KingBroly wrote:Except Xenoblade [has] been copyrighted by Nintendo of America for a LONG time.
Well, yeah, companies tend to do that to games that they have announced and put on their official release calendar. And when they cancel those games, they retain the trademarks to keep other companies from using them, even though they have no intention of releasing the game. Unless you think stuff like
Disaster is still coming.

By saying nothing, they're letting fans have their "day in sun" so to speak, when in reality it was coming all along.
The idea that Xenoblade was coming all along is one of those things that falls apart when you think about it at all for more than about three seconds. Here is the timeline: The game was officially announced for America in 2009 (and that was when the trademark was placed). Nintendo of America spent two years saying the game was coming.
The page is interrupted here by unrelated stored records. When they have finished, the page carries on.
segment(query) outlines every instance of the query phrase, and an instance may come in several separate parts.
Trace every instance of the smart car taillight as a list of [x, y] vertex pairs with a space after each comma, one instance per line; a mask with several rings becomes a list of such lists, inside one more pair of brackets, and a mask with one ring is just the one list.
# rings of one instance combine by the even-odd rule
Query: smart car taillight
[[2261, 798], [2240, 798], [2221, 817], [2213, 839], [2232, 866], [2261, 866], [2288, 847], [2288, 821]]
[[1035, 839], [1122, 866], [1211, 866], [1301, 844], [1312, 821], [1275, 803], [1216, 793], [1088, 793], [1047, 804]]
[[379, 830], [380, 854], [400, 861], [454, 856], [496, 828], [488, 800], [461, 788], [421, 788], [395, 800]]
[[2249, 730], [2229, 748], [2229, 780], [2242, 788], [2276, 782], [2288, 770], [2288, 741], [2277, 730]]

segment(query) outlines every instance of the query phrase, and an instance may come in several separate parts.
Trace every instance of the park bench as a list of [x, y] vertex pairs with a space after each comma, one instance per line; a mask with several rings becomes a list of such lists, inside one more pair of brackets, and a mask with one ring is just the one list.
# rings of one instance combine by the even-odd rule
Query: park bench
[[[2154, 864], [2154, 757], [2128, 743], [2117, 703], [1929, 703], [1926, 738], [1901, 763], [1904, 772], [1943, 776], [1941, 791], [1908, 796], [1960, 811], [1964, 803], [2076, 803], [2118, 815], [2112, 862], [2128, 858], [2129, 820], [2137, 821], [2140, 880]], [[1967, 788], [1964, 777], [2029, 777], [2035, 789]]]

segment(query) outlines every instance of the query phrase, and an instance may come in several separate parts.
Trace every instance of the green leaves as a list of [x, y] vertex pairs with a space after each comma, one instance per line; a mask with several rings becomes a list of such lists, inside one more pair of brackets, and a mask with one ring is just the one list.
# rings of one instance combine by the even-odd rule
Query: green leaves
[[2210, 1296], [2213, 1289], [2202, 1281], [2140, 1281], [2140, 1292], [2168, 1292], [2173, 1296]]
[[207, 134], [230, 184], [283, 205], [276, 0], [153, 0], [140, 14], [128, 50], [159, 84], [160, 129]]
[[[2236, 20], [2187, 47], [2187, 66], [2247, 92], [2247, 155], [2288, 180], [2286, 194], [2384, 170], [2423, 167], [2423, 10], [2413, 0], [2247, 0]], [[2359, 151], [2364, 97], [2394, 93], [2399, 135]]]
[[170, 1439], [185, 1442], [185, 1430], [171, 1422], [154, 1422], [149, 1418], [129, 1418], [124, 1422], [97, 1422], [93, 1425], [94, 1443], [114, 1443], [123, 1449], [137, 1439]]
Then they quietly removed it from the company release calendar, had it leak from a Nintendo of Europe representative (who they later fired) that the game was not coming, and then released a statement reversing its previous official stance on the game to say that there were in fact no plans to bring the game to the US.
So it is not really a matter of 'saying nothing'. It is a matter of saying one thing, then saying
the complete opposite, then saying a third thing and releasing a game (nearly three years after its initial official announcement and two years after its debut in another region) complete with full non-American VA and instances of weird British slang, apparently something NOA has never allowed before -- and doing
all of this jerking around, instead of treating the game like they treat 99% of everything else they have ever produced, somehow knowing well in advance that there would be a miniscule-but-vocal fan campaign that after yet another turnaround they would enable to 'have their day in the sun'.
It's not like they decided one day after it got released in Europe that it'd be good to bring it out here.
And it is not like they decided to randomly and repeatedly lie to the fanbase and mutilate the extremely simple act of announcing/releasing a game beyond all possible recognition. The only scenario that makes even a little bit of sense is that they were telling the truth in each instance. 1. Game is announced. They originally intended to release the game. Hence the E3 showing, the placement on the official calendar, the constant assurances, etc.
2. Then they quietly canceled it. There are after all plenty of reasons why NOA canning the game is extremely plausible, which we should all be well-acquainted with thanks to all people who reflexively defended the move. 'Ooooooh, RPGs are a niche market. Oooooh, previous core Wii games have flopped. Oooooh, the game did not sell gangbusters where it was released. Oooooh, localization costs tons of time and money Nintendo has to use doing other stuff. Oooooh, the exchange rate. Ooooh, the game is ugly. Ooooh, the Wii is a dead system not worth even attempting to salvage.' Hence, removal from the release list, 'They have no plans', ''We have no plans', 'NOE is localizing it instead' 'We are watching Europe closely', etc.
3. And then they were convinced to reverse the cancellation. Now that does not mean that the European version meeting NOE's modest sales expectations several months ago or the letters or the people turning to Nintendo's archenemy the homebrew channel or the facebook campaign were the sole reasons for that reversal, or even necessarily reasons in and of themselves, but they form one of a number of factors that would have very plausibly contributed to such a decision. Other likely factors include the past two quarterly finance reports featuring a historic nearly-a-billion-dollar loss and collapsed Wii hardware/software sales directly attributable to one of the worst gaming droughts a console has ever seen, the absurdly-terrible release slate lined up for 2012 that was
even worse, the game's exceptional critical reception everywhere it was released, and Nintendo being savaged on a consistent basis by our otherwise-worthless gaming press for claiming-but-not-actually-being sensitive to the needs of the fanbase it is specifically trying to cort.
All working together to hammer home how totally, purely, and indefensibly
wrong it would be to not release the game.